The Corner

Conservative Media Ignored the Gosnell Trial?

In a Washington Post Style-section piece, writer Paul Farhi asks today whether the media has overlooked the Kermit Gosnell story and whether that evidences media bias. He does not reach any particular conclusion, but offers plenty of excuses for why coverage might have been scant.   He latches onto one emerging meme: “The charge of liberal media bias is perhaps undercut by the fact that a number of conservative media outlets — and conservative leaders — overlooked the story, too, until a flood of tweets and commentaries about it began late last week.” In support of that conclusion, he notes that the “Weekly Standard and the National Review, two leading conservative magazines, for example, hadn’t published anything on the trial, according to a search of the Nexis database.”

As several writers have noted here, it is a shame that Mr. Farhi didn’t actually go to National Review’s website to see what National Review had said about the story. If he had (and if the NRO search engine were actually working, which wasn’t the case when I tried the experiment), he would have found an editorial on the charges against Gosnell in January 2011 and writers like Mark Steyn and Rich Lowry who have been howling at the Gosnell moon for quite some time. (And while I haven’t written on the subject until recently, given that I have a day job that has had me on the road, I did an interview with Molly Henneberg for a Fox News story back on March 21, when the trial was just getting underway.)  

But that was not the most curious part of Farhi’s piece. That honor goes to this paragraph:

Moreover, some commentators have pointed out, greater media attention to the trial might help, rather than hurt, abortion rights advocates. They say the graphic testimony about illegal late-term abortions, unlicensed staff and shockingly unsanitary procedures and conditions at Gosnell’s Women’s Medical Society clinic strengthens the case for keeping abortion safe, legal and affordable, particularly for the poor women who sought Gosnell’s services.
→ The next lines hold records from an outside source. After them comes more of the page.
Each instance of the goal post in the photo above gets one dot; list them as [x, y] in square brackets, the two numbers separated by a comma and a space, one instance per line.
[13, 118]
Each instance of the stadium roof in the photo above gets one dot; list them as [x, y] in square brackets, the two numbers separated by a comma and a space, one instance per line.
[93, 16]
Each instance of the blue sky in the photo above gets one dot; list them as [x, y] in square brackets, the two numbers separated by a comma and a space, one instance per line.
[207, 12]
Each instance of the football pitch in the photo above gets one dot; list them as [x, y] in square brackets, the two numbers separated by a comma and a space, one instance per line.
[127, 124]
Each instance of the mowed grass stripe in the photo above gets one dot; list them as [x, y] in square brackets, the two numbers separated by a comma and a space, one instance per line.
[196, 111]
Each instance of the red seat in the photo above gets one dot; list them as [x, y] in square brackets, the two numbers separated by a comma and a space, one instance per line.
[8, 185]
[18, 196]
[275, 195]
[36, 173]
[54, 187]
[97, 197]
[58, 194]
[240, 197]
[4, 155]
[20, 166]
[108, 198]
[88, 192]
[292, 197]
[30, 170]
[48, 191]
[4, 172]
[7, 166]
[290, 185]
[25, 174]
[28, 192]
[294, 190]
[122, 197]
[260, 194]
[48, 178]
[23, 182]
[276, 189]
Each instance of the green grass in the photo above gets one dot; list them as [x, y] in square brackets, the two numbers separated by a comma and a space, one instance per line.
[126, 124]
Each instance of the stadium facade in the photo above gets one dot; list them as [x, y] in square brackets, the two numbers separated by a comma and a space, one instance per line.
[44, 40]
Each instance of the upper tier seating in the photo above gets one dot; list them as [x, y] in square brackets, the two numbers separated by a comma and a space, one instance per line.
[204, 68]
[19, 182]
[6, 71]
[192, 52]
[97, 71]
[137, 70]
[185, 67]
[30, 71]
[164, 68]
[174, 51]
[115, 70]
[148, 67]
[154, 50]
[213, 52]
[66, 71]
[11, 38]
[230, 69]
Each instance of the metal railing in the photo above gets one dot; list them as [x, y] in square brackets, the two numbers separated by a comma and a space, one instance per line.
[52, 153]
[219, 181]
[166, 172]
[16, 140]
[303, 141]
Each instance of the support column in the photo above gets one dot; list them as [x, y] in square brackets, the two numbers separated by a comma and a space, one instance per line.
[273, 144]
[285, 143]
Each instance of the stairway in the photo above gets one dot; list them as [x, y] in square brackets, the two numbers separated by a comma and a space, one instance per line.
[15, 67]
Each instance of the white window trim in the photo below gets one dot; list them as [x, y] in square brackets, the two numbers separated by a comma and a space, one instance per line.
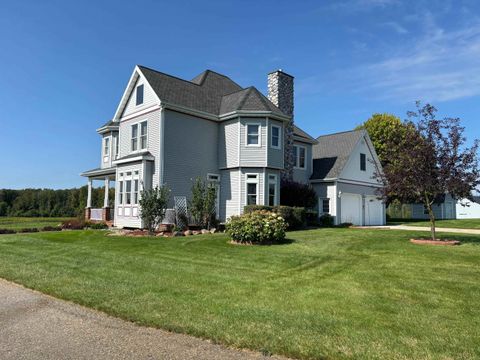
[297, 159]
[320, 205]
[272, 181]
[259, 134]
[143, 97]
[279, 147]
[139, 136]
[251, 181]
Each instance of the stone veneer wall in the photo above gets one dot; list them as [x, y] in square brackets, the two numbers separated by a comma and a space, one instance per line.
[280, 92]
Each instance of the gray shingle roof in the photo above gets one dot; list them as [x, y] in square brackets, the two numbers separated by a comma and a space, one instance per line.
[302, 134]
[209, 92]
[332, 152]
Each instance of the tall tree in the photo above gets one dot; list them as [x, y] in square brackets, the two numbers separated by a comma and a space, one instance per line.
[433, 160]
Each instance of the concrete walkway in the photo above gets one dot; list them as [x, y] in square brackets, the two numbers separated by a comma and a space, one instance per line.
[37, 326]
[422, 228]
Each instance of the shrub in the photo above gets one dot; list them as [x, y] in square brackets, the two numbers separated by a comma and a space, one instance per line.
[153, 204]
[294, 216]
[297, 194]
[96, 225]
[74, 224]
[26, 230]
[257, 227]
[51, 228]
[326, 220]
[7, 231]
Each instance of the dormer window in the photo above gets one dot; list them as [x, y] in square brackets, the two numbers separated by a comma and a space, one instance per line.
[363, 162]
[139, 92]
[253, 135]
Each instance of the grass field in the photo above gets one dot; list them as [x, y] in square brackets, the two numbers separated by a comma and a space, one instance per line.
[17, 223]
[329, 294]
[457, 224]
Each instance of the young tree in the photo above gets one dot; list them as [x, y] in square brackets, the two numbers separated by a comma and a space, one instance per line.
[153, 204]
[202, 204]
[433, 160]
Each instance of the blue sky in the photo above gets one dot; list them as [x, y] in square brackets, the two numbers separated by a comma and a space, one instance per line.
[65, 65]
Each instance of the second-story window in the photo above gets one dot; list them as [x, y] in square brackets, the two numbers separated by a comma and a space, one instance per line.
[253, 134]
[106, 146]
[276, 137]
[139, 94]
[139, 136]
[299, 153]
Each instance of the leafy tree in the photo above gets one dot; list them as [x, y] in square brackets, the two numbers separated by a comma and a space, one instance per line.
[202, 203]
[153, 204]
[297, 194]
[385, 130]
[433, 161]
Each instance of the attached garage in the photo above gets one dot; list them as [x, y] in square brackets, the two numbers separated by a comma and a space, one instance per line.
[351, 208]
[373, 211]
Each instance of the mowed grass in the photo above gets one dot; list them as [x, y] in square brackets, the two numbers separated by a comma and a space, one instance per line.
[17, 223]
[456, 224]
[329, 294]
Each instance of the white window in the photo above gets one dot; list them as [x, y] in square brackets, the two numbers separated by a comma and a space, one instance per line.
[253, 134]
[120, 192]
[299, 153]
[272, 190]
[252, 189]
[106, 146]
[139, 134]
[135, 191]
[139, 93]
[325, 206]
[276, 139]
[134, 137]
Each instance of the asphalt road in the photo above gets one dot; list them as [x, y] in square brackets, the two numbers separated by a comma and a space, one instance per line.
[37, 326]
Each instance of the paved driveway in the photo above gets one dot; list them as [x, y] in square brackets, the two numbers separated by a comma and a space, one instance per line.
[37, 326]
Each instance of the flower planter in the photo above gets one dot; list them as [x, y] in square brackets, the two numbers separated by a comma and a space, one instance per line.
[435, 242]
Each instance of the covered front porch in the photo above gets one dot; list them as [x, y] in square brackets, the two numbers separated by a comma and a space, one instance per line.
[106, 212]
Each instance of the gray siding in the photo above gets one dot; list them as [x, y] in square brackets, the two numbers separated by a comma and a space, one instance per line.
[190, 151]
[228, 148]
[303, 175]
[253, 155]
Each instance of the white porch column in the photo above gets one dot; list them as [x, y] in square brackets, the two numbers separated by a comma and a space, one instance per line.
[107, 187]
[89, 195]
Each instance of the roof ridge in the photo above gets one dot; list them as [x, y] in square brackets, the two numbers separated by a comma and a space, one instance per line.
[340, 132]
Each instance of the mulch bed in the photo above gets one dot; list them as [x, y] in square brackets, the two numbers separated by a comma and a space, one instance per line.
[435, 242]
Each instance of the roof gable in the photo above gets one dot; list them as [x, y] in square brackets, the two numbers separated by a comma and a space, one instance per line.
[332, 152]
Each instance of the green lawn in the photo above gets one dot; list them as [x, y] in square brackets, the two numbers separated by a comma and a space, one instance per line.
[329, 294]
[457, 224]
[18, 223]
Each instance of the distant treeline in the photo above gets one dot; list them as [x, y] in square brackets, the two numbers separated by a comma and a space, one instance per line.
[49, 203]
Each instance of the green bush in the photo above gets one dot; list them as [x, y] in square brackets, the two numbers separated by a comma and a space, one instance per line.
[96, 225]
[257, 227]
[326, 220]
[294, 216]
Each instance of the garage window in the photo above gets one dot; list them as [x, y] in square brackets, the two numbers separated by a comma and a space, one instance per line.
[325, 206]
[363, 162]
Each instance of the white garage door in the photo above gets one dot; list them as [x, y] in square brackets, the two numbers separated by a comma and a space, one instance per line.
[351, 208]
[373, 211]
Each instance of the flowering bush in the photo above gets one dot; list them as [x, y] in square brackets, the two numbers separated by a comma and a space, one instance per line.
[257, 227]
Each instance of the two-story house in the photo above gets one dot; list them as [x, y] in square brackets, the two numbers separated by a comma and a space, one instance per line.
[168, 131]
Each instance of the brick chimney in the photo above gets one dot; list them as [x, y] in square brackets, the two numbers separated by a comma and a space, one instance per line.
[280, 92]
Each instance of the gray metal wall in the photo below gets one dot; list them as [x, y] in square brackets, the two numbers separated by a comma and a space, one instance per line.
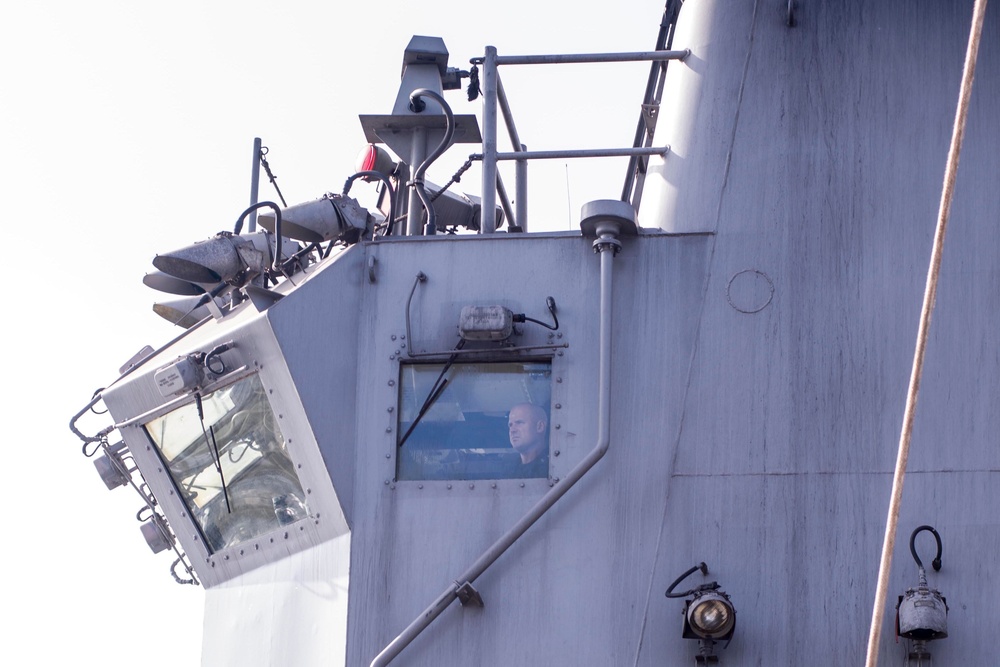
[759, 371]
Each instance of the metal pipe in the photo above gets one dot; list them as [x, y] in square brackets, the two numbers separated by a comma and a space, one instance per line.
[653, 94]
[584, 152]
[571, 58]
[418, 176]
[521, 175]
[418, 151]
[489, 139]
[521, 191]
[508, 116]
[607, 245]
[254, 184]
[504, 204]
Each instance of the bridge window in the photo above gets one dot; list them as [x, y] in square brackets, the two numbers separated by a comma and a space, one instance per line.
[469, 421]
[229, 462]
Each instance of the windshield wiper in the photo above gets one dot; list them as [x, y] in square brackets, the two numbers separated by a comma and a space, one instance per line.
[213, 449]
[436, 390]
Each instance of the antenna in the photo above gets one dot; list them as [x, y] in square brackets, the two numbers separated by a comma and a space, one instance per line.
[569, 203]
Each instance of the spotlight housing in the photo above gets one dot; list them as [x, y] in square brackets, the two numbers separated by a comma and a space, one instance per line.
[226, 257]
[709, 615]
[328, 218]
[922, 613]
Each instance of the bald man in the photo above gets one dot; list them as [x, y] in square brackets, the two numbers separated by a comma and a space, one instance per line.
[528, 427]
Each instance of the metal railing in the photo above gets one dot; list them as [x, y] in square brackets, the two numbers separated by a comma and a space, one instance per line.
[495, 98]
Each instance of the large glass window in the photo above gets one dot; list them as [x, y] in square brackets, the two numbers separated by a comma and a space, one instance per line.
[474, 421]
[228, 458]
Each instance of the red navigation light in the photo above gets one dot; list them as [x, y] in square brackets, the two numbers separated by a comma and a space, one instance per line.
[373, 158]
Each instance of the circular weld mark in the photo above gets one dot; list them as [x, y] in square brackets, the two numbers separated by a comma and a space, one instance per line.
[750, 291]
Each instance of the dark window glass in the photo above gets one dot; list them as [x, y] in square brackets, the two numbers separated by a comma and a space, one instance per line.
[474, 421]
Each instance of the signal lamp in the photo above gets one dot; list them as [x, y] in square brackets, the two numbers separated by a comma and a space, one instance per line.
[157, 533]
[331, 217]
[709, 615]
[922, 613]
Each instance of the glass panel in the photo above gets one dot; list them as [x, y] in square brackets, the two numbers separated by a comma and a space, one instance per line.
[474, 421]
[230, 464]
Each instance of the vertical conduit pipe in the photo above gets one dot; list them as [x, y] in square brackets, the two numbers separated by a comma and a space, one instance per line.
[488, 224]
[607, 245]
[254, 184]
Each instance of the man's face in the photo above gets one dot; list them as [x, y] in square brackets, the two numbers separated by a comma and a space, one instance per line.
[525, 429]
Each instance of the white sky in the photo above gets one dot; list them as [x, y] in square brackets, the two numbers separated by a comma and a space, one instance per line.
[126, 129]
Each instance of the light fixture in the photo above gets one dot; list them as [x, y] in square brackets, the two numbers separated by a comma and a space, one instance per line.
[226, 257]
[157, 533]
[332, 217]
[709, 615]
[190, 310]
[162, 282]
[922, 613]
[111, 466]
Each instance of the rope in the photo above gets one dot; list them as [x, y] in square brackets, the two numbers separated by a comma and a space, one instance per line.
[930, 292]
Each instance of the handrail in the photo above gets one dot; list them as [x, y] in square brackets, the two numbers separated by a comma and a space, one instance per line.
[607, 245]
[494, 96]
I’d really like to see that case made. It would take one hell of an advocate to convince the public that Kermit Gosnell is the poster boy for protection of the pseudo-constitutional right to abortion. I’m sure, once everyone hears about “snipping,” they will run to Planned Parenthood’s website to contribute.  

UPDATE: The inimitable Jim Geraghty has a more thorough takedown of the “conservatives didn’t cover” meme on Campaign Spot.

Shannen W. Coffin, a contributing editor to National Review, practices appellate law in Washington, D.C.